The co-first authors of the study are Min Ni, PhD, and Yiwen Chen, PhD, of Dana-Farber. Co-authors include Elgene Lim, MD, PhD, Shannon Bailey, PhD, and Yuuki Imai, MD, PhD, of Dana-Farber; and Hallie Wimberly and David Rimm, MD, PhD, of Yale University School of Medicine.
The study was supported by grants from the National Cancer Institute, National Institutes of Health, and Department of Defense.

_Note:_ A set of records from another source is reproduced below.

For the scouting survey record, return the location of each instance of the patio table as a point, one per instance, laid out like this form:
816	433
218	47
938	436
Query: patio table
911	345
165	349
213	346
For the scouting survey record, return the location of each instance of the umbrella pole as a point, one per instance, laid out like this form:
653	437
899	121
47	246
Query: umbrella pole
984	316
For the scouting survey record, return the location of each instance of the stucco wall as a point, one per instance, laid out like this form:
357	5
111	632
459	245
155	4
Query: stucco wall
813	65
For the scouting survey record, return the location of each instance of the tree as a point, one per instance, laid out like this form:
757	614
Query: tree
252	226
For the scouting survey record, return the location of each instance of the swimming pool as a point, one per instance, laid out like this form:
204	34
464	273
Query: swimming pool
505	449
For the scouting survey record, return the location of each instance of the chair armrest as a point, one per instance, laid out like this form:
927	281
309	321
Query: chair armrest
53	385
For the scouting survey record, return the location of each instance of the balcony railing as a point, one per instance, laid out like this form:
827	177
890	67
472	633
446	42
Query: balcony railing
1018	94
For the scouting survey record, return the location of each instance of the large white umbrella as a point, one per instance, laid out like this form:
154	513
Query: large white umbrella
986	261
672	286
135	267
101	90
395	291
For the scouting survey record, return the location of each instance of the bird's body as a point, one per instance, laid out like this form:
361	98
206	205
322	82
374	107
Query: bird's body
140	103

Dana-Farber Cancer Institute (www.dana-farber.org) is a principal teaching affiliate of the Harvard Medical School and is among the leading cancer research and care centers in the United States. It is a founding member of the Dana-Farber/Harvard Cancer Center (DF/HCC), designated a comprehensive cancer center by the National Cancer Institute. It provides adult cancer care with Brigham and Women's Hospital as Dana-Farber/Brigham and Women's Cancer Center and it provides pediatric care with Children's Hospital Boston as Dana-Farber/Children's Hospital Cancer Center. Dana-Farber is the top ranked cancer center in New England, according to U.S. News & World Report, and one of the largest recipients among independent hospitals of National Cancer Institute and National Institutes of Health grant funding.